Но зато против ее опеки над Колленом никто возразить не может, а против финансовой власти — и не хочет. Один из кораблей Армана-Мари прибыл в порт и отплыл обратно, прихватив с собою мужчин, соблазнившихся фантастическими рассказами о заморской богатой и безлюдной стране. А потом, разве все, что говорилось о Городе, строящемся на берегу Атлантического океана, при слиянии двух больших, то ленивых, то бурных рек, не напоминает местные стародавние приключения? Им описали зыбучую почву, дамбы, ограждающие сушу от моря, подступившие к берегу пески, богатейшие края в глубине материка; слово «богатство» одновременно и пугает и манит. Богатство вроде бы предосудительно, но оно существует и с ним приходится считаться, а, кстати, что это такое — «богатейший край»? Невредно бы глянуть своими глазами… вот и вышло, что в Роттердаме остались одни старики, женщины и дети. Старики дряхлеют, детишки подрастают. А пока решающее слово незаметно переходит к женщинам. У Изабель развязаны руки.
Вновь появился Шомон; решительно, он привязан к Изабель, как к последнему бастиону своих нотариальных чаяний и надежд; он курсирует между Францией и Роттердамом и, возвращаясь из этих таинственных экспедиций, обиняками доносит ей: во Франции, а особливо в Париже, народ бурлит. Но Изабель так просто не обманешь: она смотрит на него, она видит его насквозь, под ее взглядом он невольно краснеет, ему не нравится этот взгляд (но тогда почему он все-таки каждый раз возвращается?). У нее тоже острый слух, ей известно, о чем болтают в городе: Шомон действует за спиной нынешнего муниципалитета (не очень-то популярного).
Он похудел, Шомон, он спал с лица; былое ханжество уже не сдабривает елеем его губы и слетающие с них слова.
Нынче же с них срываются яростные филиппики — гладкие, будто загодя приготовленные, но произносимые с глубокой убежденностью экспромта; Изабель легко распознает их источник — «теоретические страсти», безобидная мстительная накипь, что выплескивалась из обмена великими идеями, походя брошенными собеседнику на придворном бале.
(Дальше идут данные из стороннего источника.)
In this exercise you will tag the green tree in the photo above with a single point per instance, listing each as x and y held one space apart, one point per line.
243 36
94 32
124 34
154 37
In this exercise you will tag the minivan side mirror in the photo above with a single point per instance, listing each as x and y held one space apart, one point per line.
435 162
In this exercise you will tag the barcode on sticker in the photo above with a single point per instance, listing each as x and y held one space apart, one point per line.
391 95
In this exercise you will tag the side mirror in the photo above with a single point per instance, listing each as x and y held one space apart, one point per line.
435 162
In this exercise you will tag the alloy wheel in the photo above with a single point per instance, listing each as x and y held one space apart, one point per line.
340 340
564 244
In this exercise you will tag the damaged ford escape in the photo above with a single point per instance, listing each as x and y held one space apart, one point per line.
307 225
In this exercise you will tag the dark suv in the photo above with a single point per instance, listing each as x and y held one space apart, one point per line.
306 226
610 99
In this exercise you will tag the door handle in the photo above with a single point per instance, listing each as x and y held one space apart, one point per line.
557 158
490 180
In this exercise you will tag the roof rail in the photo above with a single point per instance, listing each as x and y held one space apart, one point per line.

Будучи маркизой, она называла их авторов умствующими развратниками. «И верно, — вспоминает Изабель с добродушным удивлением, — меня забавляли их словесные игры, увлекала эта пустопорожняя риторика…»
«Вы меня не слушаете, мадам Изабель».
Она смотрит на него: и правда, она его больше не слушала. «Не стоит перенимать парадоксы у тех, кого вы собираетесь изничтожить, Шомон!» Тот яростно краснеет, вскакивает с места: «Послушайте, я и не думал!..» Ну конечно, думал. Она дергает его за полу камзола: «Да сядьте же вы! Я ведь не упрекаю вас, просто предостерегаю». Он жаждет потеснить высшее общество, и это явственно следует из его речей и поступков (она ведь не слепая, всего лишь кривая!), но не для того, чтобы изменить это общество, а чтобы втереться в него.
«Шомон, у вас слово “народ” с языка не сходит, вы его обсасываете, как конфетку».
Оба они слишком хорошо знают, что тот, кто без конца взывает к народу или говорит «от его имени», на самом деле просто-напросто рвется к власти — над народом или с помощью народа, это уж безразлично.